Roger Lévesque, professeur au Département de biologie médicale, en compagnie de Irena Kukavica-Ibrulj, professionnelle de recherche: «Le suivi en direct d'une infection devrait apporter des connaissances inédites qui pourraient inspirer de nouvelles approches de traitement».
Cette espèce se retrouve un peu partout dans l’environnement, mais, règle générale, elle ne cause de problèmes qu’aux personnes dont le système immunitaire est affaibli. Elle sévit dans les hôpitaux où la lutte intensive qu’on lui livre a favorisé l’émergence de souches résistantes aux antibiotiques. Les personnes qui souffrent de fibrose kystique sont particulièrement éprouvées par les infections pulmonaires que cause Pseudomonas. «Cette bactérie provoque des infections récurrentes qui abîment progressivement les tissus pulmonaires, explique Roger Lévesque. C’est la cause de décès d’environ 95 % des personnes atteintes de fibrose kystique.»
Une question d’étiquette
Les chercheurs ont mis à l’épreuve leur approche de «mutagenèse par étiquette» pour étudier les protéines qui permettent à cette bactérie d’infecter ses hôtes. Ils ont créé des souches de bactéries qui contiennent un gène muté et ils ont accolé à chaque mutant une séquence de nucléotides qui lui est propre. «C’est comme une étiquette ou un code barres personnalisé», précise le professeur Lévesque. Ils ont ensuite inséré 96 souches de bactéries mutantes dans des rats de laboratoire atteints de fibrose kystique. Après quelques jours, ils ont analysé les tissus pulmonaires des animaux afin de déterminer quelles bactéries n’étaient pas parvenues à infecter leurs hôtes. «Leur absence indique qu’elles ont une mutation dans un gène qui code pour une protéine essentielle à l’infection. Cette protéine constitue donc une cible intéressante pour la mise au point de produits servant à empêcher l’infection par Pseudomonas. La même procédure pourrait être utilisée pour étudier les protéines essentielles des autres espèces de bactéries pathogènes.»

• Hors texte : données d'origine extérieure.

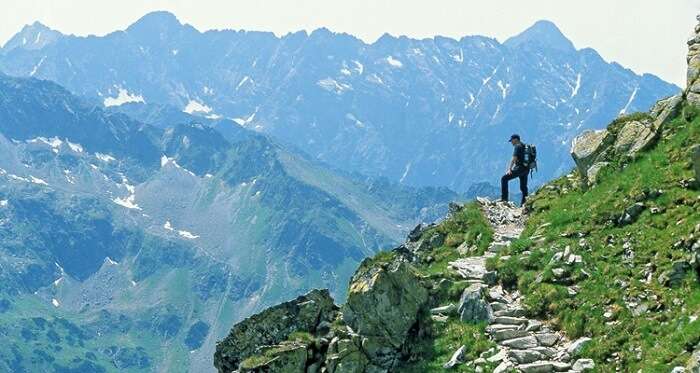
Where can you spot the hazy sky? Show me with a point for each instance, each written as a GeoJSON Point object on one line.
{"type": "Point", "coordinates": [644, 35]}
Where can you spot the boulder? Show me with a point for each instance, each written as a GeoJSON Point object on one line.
{"type": "Point", "coordinates": [671, 108]}
{"type": "Point", "coordinates": [345, 356]}
{"type": "Point", "coordinates": [286, 357]}
{"type": "Point", "coordinates": [574, 348]}
{"type": "Point", "coordinates": [674, 277]}
{"type": "Point", "coordinates": [383, 304]}
{"type": "Point", "coordinates": [589, 148]}
{"type": "Point", "coordinates": [473, 306]}
{"type": "Point", "coordinates": [631, 214]}
{"type": "Point", "coordinates": [457, 358]}
{"type": "Point", "coordinates": [592, 175]}
{"type": "Point", "coordinates": [583, 364]}
{"type": "Point", "coordinates": [633, 137]}
{"type": "Point", "coordinates": [473, 268]}
{"type": "Point", "coordinates": [273, 326]}
{"type": "Point", "coordinates": [436, 240]}
{"type": "Point", "coordinates": [693, 365]}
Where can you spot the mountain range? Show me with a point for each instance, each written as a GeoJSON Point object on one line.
{"type": "Point", "coordinates": [420, 112]}
{"type": "Point", "coordinates": [125, 245]}
{"type": "Point", "coordinates": [158, 184]}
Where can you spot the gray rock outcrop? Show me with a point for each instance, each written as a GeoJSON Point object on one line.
{"type": "Point", "coordinates": [273, 326]}
{"type": "Point", "coordinates": [693, 76]}
{"type": "Point", "coordinates": [383, 304]}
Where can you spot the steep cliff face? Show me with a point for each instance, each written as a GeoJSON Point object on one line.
{"type": "Point", "coordinates": [600, 272]}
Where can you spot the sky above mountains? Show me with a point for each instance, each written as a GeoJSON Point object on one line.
{"type": "Point", "coordinates": [645, 35]}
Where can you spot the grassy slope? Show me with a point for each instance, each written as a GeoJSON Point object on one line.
{"type": "Point", "coordinates": [564, 215]}
{"type": "Point", "coordinates": [444, 338]}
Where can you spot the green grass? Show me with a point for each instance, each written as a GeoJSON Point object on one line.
{"type": "Point", "coordinates": [659, 338]}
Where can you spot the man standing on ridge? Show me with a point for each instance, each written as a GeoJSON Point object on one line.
{"type": "Point", "coordinates": [516, 168]}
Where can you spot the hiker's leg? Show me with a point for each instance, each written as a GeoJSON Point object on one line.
{"type": "Point", "coordinates": [504, 185]}
{"type": "Point", "coordinates": [523, 185]}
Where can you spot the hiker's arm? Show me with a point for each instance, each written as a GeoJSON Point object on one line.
{"type": "Point", "coordinates": [511, 164]}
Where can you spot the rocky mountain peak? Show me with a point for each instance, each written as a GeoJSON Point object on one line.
{"type": "Point", "coordinates": [693, 59]}
{"type": "Point", "coordinates": [32, 37]}
{"type": "Point", "coordinates": [542, 33]}
{"type": "Point", "coordinates": [158, 21]}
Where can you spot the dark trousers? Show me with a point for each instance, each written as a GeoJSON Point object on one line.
{"type": "Point", "coordinates": [519, 173]}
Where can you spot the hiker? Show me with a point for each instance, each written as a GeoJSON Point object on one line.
{"type": "Point", "coordinates": [516, 169]}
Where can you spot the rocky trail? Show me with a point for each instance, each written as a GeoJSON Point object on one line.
{"type": "Point", "coordinates": [526, 345]}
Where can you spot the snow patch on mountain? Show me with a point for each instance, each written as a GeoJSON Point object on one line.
{"type": "Point", "coordinates": [75, 147]}
{"type": "Point", "coordinates": [123, 97]}
{"type": "Point", "coordinates": [194, 106]}
{"type": "Point", "coordinates": [360, 68]}
{"type": "Point", "coordinates": [104, 157]}
{"type": "Point", "coordinates": [37, 66]}
{"type": "Point", "coordinates": [629, 102]}
{"type": "Point", "coordinates": [574, 91]}
{"type": "Point", "coordinates": [186, 234]}
{"type": "Point", "coordinates": [394, 62]}
{"type": "Point", "coordinates": [332, 85]}
{"type": "Point", "coordinates": [243, 81]}
{"type": "Point", "coordinates": [38, 181]}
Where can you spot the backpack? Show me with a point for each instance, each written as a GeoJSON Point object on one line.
{"type": "Point", "coordinates": [530, 159]}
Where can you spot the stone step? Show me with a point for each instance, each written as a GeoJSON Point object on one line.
{"type": "Point", "coordinates": [510, 320]}
{"type": "Point", "coordinates": [547, 339]}
{"type": "Point", "coordinates": [537, 367]}
{"type": "Point", "coordinates": [512, 312]}
{"type": "Point", "coordinates": [525, 356]}
{"type": "Point", "coordinates": [498, 306]}
{"type": "Point", "coordinates": [445, 310]}
{"type": "Point", "coordinates": [544, 366]}
{"type": "Point", "coordinates": [496, 327]}
{"type": "Point", "coordinates": [547, 352]}
{"type": "Point", "coordinates": [521, 343]}
{"type": "Point", "coordinates": [501, 335]}
{"type": "Point", "coordinates": [497, 246]}
{"type": "Point", "coordinates": [533, 325]}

Les analyses des chercheurs indiquent qu’environ 1 % du génome de Pseudomonas joue un rôle important dans l’infection, soit environ 570 gènes. Mais leurs travaux ont aussi révélé la nature changeante du génome bactérien. En effet, ils ont découvert que les bactéries peuvent s’enrichir «d’îlots de pathogénécité», des gènes supplémentaires que leur transfèrent des virus et qui les rendent plus virulentes, au point d’infecter des personnes bien portantes.
Grâce à une subvention de 700 000 $ provenant des Instituts de recherche en santé du Canada et grâce à de nouveaux outils de séquençage plus performants, Roger Lévesque veut pousser encore plus loin ses travaux en génomique microbienne. «Nous voulons suivre une infection causée par Pseudomonas pendant plusieurs mois et séquencer, à différents temps, le génome complet de la bactérie pour voir quelles protéines sont activées et à quel moment elles le sont, précise-t-il. Nous voulons également comparer comment les gènes des animaux atteints de fibrose kystique et ceux des animaux sains répondent à l’infection pour mieux comprendre pourquoi les bactéries s’installent facilement chez les premiers et pas chez les seconds. Ce suivi en direct d’une infection devrait apporter des connaissances inédites qui pourraient inspirer de nouvelles approches de traitement.»